DERBY-3094 (follow-up)
[ Note: This page should be viewed with fixed-length font ]
This
is a follow-up document to "notes.html" as attached to DERBY-3094, which
is great description of the problem and of the proposed solution
(TwoPassForHavingClauseAlso.diff).
In
short, the TwoPassVisitorWithCommentsAndTests.diff fixes the query in
"notes.html" by delaying the "substitution" phase for
ColumnReferences so that it occurs _after_ the "substitution" phase
for compound expressions. With that
patch applied we end up doing the substitutions in an order which leads to the
correct behavior for the query discussed in "notes.html". So that's good.
But
I think there may still be an issue. As
seen with the following example, ColumnReference substitution isn't the only
way that one GroupBy ResultColumn substitution can interfere with another. More generally speaking, anytime we have
multiple GROUP BY expressions such that:
a.
the
SELECT has at least one AGGREGATE in its RCL; AND
b.
one
GroupBy expression gbRC0 contains another expression gbRC1; AND
c.
gbRC1
appears BEFORE gbRC0 in the GROUP BY list; AND
d.
gbRC0
contains at least one column reference that either 1) does NOT appear in the
group by list, or 2) appears in the group by list but only as part of a compound
expression; AND
e.
gbRC0
appears in the SELECT's result column list
then
the query is going to suffer from DERBY-3094.
Note that the above criteria match the criteria listed in
"notes.html" under the heading "The Problem, abstractly",
with two slight tweaks: first, I added the fact that the SELECT list must have
an AGGREGATE in its RCL; second, I tried to phrase it so that gbRC1 can be any
expression, while "notes.html" considers gbRC1 to be a simple ColumnReference. The latter is the key difference here.
Let
the example query be:
select
a*((a+b)/1.0), count(*) from xx group by a+b, a*((a+b)/1.0);
This
example satisfies the five criteria mentioned above and thus is
problematic. In this case gbRC0 is
"a*((a+b)/1.0)" and gbRC1 is "a+b".
---------
Example
A
---------
Let’s
first go through this using the same discussion format as in
"notes.html"...
When
GroupByNode.init calls addUnAggColumns(), the
situation is as follows:
We
then start into the "for each entry in the GROUP BY list" loop.
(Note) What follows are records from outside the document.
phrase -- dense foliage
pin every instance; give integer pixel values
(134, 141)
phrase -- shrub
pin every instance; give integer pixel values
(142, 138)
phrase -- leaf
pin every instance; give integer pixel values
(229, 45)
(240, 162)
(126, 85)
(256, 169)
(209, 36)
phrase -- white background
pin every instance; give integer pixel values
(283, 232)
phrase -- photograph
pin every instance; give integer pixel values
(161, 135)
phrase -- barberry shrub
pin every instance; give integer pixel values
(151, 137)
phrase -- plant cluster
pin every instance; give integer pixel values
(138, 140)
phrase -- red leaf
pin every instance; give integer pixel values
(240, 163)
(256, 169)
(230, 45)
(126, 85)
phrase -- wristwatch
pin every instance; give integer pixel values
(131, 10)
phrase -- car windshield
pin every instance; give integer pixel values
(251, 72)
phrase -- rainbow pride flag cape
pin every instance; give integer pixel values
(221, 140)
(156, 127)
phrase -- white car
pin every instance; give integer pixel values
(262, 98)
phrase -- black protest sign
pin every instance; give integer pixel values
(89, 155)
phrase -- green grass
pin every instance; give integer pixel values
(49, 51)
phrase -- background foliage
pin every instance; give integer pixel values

The
first entry is expression "a+b", so we process that expression:
Now
we process the second entry in the GROUP BY list, "a*((a+b)/1.0)":
At
this point, to quote "notes.html", "the damage has now been
done." When it comes time to execute,
the expression "a+b" will point to the parent RCL at execution time,
instead of to the GroupBy RCL, and thus will fail with an NPE.
---------
Example
B
---------
Just
to get things clear in my head, I went through the same example a second time,
but this time with a slightly different discussion format. May be useful to others, maybe not...
SQL:
select a*((a+b)/1.0), count(*) from xx group by a+b,
a*((a+b)/1.0);
To
begin with, we have the following GroupBy columns (numbers within percent signs
are simply used for ease of reference):
·
Let
gbRC[0] => %0% BinaryRelationalOp (+)
/ \
%1% ColRef("A") %2% ColRef("B")
·
Let
gbRC[1] => %3% BinaryRelationalOp (*)
/ \
%4% ColRef("A") %5% BinaryRelationalOp (/)
/ \
%6% BinaryRelationalOp(+) %7% Constant(1.0)
/ \
%8% ColRef("A") %9% ColRef("B")
And
the following SELECT result columns:
·
Let
parentRC[0] => %10% BinaryRelationalOp (*)
/ \
%11% ColRef("A") %12% BinaryRelationalOp (/)
/ \
%13% BinaryRelationalOp(+) %14% Constant(1.0)
/ \
%15% ColRef("A") %16% ColRef("B")
·
Let
parentRC[1] => %17% AggregateNode ("count(*)")
Note
that gbRC[1] and parentRC[0] are DIFFERENT OBJECTS,
even though they are equivalent trees.
Now
we iterate through the gbRCs and for each one, find any equivalent nodes that
exist in the SELECT node's RCL--that is, in the parentRC array.
1.
Start
with gbRC[0].
In searching the parentRC array we find one object which is equivalent
to gbRC[0], and that's object %13%. So we replace that node with a VCN pointing
to gbRC[0]:
parentRC[0] => %10% BinaryRelationalOp (*)
/ \
%11% ColRef("A") %12% BinaryRelationalOp (/)
/ \
VirtualColumnNode %14% Constant(1.0)
|
%0% BinaryRelationalOp(+)
/ \
%1%
ColRef("A") %2%
ColRef("B")
2.
Now
take gbRC[1].
We search the parentRC array for any objects that are equivalent to the
BinaryRelationOp node identified as %3%.
Due to the fact that a) gbRC[1] and parentRC[0] are different objects,
and b) in step 1, we substituted the column reference %13% with a
VirtualColumnNode, parentRC[0] is **NO LONGER** equivalent to gbRC[1]. Thus we fill not find any nodes that are equivalent
to gbRC[1], so we won't replace anything else. So the reference to "%11% ColRef('A')" continues to point to the SELECT's list
instead of to the GroupByNode's list, and the query will fail with an
execution-time NPE.
----------
Conclusion
----------
All of
that said, though, the TwoPassVisitorWithCommentsAndTests.diff solves the
specific query that was reported (and described in "notes.html"), and
so it makes things better, which is great.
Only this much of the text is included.